Yes, I know what you're thinking--couple Jackie Chan with a funny but incompatible sidekick and watch the laughs fly and the money roll in. It sure happened with Rush Hour, why not now? Well, that's a good question, but Touchstone can relax: because this film works. This one, other than Jackie's over-the-top action/stunt sequences (which do not in the least disappoint, have no fear), seems to be at opposites with the Chan/Tucker combination. Cops in the first film, misunderstood outlaws in this one. Tucker's motormouth in the first film, Wilson's slightly charming, slightly goofy demeanor in this one.

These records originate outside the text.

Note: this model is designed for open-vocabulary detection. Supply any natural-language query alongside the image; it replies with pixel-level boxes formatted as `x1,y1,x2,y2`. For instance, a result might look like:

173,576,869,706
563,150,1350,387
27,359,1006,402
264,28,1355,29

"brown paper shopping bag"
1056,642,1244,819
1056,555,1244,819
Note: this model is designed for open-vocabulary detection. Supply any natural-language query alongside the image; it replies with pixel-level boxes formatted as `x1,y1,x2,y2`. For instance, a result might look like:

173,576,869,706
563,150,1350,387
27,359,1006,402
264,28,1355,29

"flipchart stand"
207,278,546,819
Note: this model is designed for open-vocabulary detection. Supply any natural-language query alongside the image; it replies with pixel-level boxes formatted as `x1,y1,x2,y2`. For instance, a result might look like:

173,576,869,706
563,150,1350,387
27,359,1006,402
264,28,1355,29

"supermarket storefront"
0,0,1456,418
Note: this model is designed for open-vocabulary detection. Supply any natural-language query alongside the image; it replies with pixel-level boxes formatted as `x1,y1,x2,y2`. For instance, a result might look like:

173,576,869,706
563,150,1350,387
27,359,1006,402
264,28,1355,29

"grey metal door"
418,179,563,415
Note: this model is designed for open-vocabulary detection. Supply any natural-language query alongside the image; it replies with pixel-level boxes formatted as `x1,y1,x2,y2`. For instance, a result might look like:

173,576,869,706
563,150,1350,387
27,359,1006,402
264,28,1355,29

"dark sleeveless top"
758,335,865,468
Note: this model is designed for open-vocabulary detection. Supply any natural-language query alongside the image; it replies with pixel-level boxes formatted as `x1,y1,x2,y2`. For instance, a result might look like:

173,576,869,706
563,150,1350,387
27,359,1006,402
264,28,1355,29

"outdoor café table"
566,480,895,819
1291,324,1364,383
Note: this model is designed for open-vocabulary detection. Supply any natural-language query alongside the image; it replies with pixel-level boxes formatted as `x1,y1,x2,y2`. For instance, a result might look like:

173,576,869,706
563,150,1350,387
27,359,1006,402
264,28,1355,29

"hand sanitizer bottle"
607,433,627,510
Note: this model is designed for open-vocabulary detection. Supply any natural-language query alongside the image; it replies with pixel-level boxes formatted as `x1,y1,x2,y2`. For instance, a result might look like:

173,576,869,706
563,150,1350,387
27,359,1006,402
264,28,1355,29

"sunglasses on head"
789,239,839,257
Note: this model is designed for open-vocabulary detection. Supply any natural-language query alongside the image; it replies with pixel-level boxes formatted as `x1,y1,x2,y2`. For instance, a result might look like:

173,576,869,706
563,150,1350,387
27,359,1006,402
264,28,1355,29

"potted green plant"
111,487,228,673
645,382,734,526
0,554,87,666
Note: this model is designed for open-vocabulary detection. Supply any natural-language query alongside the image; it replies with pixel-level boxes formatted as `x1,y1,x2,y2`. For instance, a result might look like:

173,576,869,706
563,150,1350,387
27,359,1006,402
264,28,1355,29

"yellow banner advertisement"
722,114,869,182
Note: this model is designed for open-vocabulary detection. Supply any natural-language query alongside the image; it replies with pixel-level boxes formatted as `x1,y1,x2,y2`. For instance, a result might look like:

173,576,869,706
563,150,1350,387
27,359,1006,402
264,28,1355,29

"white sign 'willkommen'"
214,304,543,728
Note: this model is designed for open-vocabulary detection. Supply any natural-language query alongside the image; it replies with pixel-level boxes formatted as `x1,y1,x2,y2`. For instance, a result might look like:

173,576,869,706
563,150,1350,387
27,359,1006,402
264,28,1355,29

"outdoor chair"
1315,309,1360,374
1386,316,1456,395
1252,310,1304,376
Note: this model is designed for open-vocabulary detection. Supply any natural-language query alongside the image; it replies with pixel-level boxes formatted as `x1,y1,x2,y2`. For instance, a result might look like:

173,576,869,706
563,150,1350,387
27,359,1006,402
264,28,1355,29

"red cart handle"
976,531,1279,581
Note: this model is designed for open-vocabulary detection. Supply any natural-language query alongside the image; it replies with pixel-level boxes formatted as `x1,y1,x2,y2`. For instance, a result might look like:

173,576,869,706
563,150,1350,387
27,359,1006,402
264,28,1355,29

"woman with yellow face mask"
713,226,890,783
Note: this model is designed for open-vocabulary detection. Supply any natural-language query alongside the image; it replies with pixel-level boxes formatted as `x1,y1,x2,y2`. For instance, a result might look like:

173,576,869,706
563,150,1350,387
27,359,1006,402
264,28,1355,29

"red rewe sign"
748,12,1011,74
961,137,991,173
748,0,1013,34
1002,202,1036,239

In fact, this film seems to be one that others should sit down and watch--perhaps they could learn from them. Where Wild Wild West leaned entirely on humor about race, this film jokes on Native Americans, whites, blacks, Jews and more--and I never felt as though it were forced or (as in West) just flat unfunny. While we're on the subject, Romeo Must Die should learn from this how to have long stretches between kick-ass fight sequences not seem like they're quite so long. This is done with--God forbid--likable characters with decent situations and dialogue.
Okay, enough with the comparisons. Chan is in fine form, with some of the best fight sequences I've seen him accomplish. Wilson is an excellent choice for his role, rambling on and on endlessly (even internally during a showdown). The two share the screen well and it was easy to believe their shaky partnership. Lucy Liu isn't given much to do here, although she gets some good kicks off that shows the Charlie's Angels movie might be worth catching after all.
The script and direction are fine as well, giving plenty of western genre homages that, if you're well versed with the classics, will have you roaring--and the title is just the beginning. All in all, it's a fun little flick that Chan or western buffs should go check out at a matinee. All others should consider their wallet, as we've classified it here as a rental.